Mr. Bush also sent Condi Rice to lay out a plan to the Arabs and Europeans about the destruction and refugee flight in Lebanon, but the plan turns out to be a plan to do nothing until Israel has more time to kick the Hezb out of Hezbollah.
W. says he supports more diplomacy, but it’s the diplomacy of sanctimony. He now grudgingly notes that “the violence in Baghdad is still terrible,” but doesn’t seem to grasp the tragic enormity of an occupation that is sliding into civil war and constricting his leverage to deal with all the other crises crackling around the world. The U.N. reported last week that in May and June no less than 5,818 Iraqi civilians were killed.
The more things get complicated, the more W. feels vindicated in his own simplified vision. The more people try to tell him that it’s not easy, that this is a region of shifting alliances and interests, the less he seems inclined to develop an adroit policy to win people over to our side instead of trying to annihilate them.

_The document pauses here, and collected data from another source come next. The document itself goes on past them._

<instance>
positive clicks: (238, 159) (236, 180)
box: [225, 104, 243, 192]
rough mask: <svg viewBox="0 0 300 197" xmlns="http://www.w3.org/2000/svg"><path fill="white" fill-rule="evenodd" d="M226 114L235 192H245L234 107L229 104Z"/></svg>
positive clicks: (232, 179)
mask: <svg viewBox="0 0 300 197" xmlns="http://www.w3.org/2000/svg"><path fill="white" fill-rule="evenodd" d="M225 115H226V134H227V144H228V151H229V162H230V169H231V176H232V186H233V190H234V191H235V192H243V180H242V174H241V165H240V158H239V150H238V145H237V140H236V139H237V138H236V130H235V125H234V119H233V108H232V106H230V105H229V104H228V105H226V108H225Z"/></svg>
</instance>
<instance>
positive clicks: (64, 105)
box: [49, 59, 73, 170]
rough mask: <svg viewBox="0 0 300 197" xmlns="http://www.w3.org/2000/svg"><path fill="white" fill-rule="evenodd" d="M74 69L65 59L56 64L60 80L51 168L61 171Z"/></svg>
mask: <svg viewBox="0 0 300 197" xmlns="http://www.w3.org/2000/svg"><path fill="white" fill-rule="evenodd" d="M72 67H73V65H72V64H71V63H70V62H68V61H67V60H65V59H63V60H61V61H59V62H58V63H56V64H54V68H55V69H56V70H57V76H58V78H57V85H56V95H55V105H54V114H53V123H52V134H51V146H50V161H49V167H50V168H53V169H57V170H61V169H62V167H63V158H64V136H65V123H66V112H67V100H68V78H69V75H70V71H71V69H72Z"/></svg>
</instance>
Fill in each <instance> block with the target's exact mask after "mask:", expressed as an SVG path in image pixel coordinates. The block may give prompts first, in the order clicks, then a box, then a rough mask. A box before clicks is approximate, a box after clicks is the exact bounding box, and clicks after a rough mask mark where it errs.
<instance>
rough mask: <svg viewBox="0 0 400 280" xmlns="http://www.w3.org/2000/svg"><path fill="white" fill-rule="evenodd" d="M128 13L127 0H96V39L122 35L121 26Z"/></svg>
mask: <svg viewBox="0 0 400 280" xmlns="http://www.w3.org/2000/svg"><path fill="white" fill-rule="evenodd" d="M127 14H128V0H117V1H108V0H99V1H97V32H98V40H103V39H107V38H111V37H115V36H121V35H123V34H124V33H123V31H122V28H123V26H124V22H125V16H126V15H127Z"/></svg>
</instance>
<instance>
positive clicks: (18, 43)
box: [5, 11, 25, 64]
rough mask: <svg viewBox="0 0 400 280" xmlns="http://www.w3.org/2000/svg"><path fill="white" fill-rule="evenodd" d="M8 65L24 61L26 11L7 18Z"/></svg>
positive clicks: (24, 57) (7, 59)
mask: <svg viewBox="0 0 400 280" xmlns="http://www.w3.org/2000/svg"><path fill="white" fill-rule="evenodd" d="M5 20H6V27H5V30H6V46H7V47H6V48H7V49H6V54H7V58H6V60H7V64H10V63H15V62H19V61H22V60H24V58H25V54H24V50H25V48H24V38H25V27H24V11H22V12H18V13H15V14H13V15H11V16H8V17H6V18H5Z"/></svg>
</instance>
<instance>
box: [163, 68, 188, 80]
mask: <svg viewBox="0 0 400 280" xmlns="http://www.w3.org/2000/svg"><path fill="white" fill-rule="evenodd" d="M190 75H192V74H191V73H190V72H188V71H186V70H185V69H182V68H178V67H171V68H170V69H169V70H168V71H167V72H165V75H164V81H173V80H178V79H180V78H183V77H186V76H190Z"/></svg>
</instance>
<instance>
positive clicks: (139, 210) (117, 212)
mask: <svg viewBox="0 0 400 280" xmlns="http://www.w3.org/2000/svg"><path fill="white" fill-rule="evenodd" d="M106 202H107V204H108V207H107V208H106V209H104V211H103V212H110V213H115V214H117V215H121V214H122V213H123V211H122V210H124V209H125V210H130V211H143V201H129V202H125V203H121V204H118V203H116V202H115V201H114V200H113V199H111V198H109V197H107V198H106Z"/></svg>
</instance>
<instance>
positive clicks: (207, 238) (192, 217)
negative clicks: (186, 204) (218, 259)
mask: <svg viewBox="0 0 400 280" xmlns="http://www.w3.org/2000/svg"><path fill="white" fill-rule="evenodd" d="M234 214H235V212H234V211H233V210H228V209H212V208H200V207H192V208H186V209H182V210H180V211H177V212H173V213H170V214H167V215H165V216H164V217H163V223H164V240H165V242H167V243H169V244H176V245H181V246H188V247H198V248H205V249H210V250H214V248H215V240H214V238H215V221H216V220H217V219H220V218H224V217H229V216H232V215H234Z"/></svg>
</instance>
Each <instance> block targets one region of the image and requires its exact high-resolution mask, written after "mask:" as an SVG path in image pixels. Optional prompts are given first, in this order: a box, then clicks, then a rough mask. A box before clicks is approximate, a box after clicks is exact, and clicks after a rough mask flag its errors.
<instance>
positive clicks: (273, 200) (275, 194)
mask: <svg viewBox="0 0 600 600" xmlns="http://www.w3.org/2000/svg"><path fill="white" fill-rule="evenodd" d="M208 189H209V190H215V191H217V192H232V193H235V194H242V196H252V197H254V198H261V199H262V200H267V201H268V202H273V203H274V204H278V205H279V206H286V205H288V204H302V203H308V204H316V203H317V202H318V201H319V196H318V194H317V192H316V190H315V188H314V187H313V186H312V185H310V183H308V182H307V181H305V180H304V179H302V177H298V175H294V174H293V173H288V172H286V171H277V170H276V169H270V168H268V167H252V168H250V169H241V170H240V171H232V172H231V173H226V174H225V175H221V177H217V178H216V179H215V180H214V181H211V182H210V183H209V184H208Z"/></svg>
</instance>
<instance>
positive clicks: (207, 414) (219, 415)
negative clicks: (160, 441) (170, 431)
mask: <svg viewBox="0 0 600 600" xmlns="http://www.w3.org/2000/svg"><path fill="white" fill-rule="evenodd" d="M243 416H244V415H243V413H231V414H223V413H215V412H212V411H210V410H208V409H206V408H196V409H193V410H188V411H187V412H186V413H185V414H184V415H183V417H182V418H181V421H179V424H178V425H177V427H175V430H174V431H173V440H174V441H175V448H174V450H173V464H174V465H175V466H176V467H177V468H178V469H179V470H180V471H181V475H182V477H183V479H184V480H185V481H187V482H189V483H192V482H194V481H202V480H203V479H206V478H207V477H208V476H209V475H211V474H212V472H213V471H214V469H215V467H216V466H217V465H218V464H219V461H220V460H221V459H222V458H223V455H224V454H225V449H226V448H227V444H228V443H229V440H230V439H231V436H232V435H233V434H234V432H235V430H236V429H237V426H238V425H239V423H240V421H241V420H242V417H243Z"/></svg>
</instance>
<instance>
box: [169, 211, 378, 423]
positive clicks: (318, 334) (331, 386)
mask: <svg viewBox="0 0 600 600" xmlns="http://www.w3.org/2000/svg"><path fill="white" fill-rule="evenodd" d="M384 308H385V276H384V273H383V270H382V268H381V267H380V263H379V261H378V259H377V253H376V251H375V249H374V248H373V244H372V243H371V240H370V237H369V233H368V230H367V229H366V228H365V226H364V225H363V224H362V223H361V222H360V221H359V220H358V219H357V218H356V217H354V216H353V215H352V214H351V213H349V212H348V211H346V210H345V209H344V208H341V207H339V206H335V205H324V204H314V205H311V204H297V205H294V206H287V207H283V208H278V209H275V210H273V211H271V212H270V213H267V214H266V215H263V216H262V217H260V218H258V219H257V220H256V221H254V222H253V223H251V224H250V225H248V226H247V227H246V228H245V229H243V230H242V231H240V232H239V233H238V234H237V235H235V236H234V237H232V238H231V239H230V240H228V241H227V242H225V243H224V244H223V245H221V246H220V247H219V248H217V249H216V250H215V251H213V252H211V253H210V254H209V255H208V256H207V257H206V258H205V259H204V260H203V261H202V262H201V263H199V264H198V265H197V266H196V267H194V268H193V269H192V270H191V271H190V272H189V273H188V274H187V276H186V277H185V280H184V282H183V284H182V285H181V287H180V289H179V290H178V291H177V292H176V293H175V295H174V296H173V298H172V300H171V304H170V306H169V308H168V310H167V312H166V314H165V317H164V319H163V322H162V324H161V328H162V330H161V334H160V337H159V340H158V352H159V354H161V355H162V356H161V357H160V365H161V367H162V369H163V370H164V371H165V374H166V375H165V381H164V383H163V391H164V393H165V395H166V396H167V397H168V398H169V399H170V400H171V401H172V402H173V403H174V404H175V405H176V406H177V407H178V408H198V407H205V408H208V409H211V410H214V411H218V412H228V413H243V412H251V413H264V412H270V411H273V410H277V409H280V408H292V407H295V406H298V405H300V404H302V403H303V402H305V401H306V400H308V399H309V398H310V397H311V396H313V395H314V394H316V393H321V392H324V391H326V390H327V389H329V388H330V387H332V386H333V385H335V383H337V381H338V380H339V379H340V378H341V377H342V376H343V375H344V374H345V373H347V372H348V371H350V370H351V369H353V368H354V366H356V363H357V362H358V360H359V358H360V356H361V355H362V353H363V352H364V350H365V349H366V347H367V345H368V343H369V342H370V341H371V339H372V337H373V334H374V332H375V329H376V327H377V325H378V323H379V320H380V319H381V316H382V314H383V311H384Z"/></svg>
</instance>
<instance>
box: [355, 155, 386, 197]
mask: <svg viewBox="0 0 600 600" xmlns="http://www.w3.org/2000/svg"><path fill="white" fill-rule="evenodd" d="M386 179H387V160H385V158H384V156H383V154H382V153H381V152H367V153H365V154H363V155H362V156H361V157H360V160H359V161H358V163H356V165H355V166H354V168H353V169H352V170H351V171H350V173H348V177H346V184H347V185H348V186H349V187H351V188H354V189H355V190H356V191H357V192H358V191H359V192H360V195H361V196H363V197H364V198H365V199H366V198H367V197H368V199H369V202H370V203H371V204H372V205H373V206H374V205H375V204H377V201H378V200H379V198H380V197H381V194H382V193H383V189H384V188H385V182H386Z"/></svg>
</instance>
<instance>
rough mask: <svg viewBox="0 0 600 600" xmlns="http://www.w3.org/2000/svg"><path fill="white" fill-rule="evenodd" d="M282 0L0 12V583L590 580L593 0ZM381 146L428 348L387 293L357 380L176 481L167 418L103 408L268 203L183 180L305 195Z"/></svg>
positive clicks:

Bill Clinton, the Mutable Man par excellence, evolved four times a day; he had a tactical and even recreational attitude toward personal change. But W. prides himself on his changelessness and regards his immutability as the surest sign of his virtue. Facing a map on fire, he sees any inkling of change as the slippery slope to failure.
That’s what’s so frustrating about watching him deal — or not deal — with Iraq and Lebanon. There’s almost nothing to watch.
It’s not even like watching paint dry, since that, too, is a passage from one state to another. It’s like watching dry paint.